13/ The U.S. government has stepped in to prevent a global financial crisis. The Treasury Department, Federal Reserve, and FDIC have taken action to reassure depositors that their money is safe.
14/ All depositors of Silicon Valley Bank and Signature Bank will be made whole, even for uninsured deposits above the $250,000 threshold.

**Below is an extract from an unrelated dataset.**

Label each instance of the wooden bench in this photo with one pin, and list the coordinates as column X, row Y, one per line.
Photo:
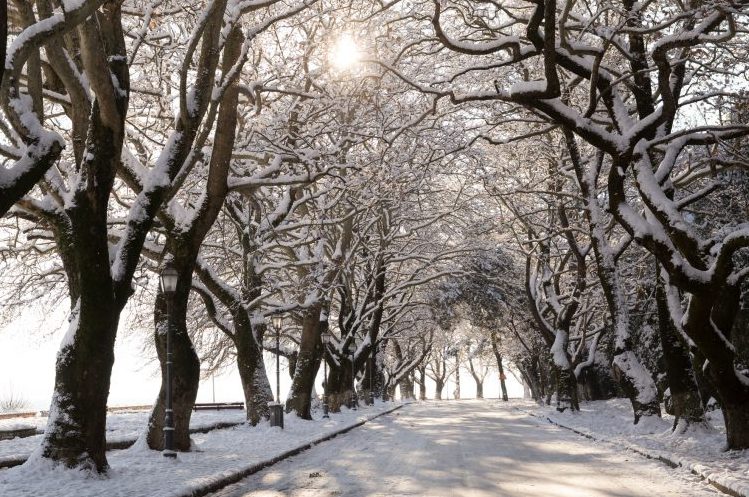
column 217, row 406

$25B lending program called the Bank Term Funding Program (BTFP) will provide loans of up to one year to eligible depository institutions.
15/ So, what does this mean for the banking industry as a whole?
While there are concerns about systemic issues, the banking system is relatively liquid and well-capitalized.
16/ The Tier 1 Risk-Based Capital Ratio of the system is almost 14% at present, which is higher than it was on the eve of the global financial crisis.
The commercial banking system is also quite liquid, with cash predominantly in the form of deposits at the Federal Reserve.
17/ In conclusion, there are reasons to be optimistic that the banking crisis will not lead to a wider financial meltdown.
However, shareholders and some unsecured debtholders may not be protected.
18/ Despite efforts to prevent another global financial crisis, the consequences of recent events will likely have a lasting impact on the economy.
This means tighter financial conditions and increased uncertainty, leading to slower credit growth and a decline in GDP.
19/ The FED will likely pause or at least keep to its work in its tightening cycle at its March 22 meeting due to recent market volatility.
I would expect more rate hikes later on before easing monetary policy in Q4 as the recession deepens and inflation comes down.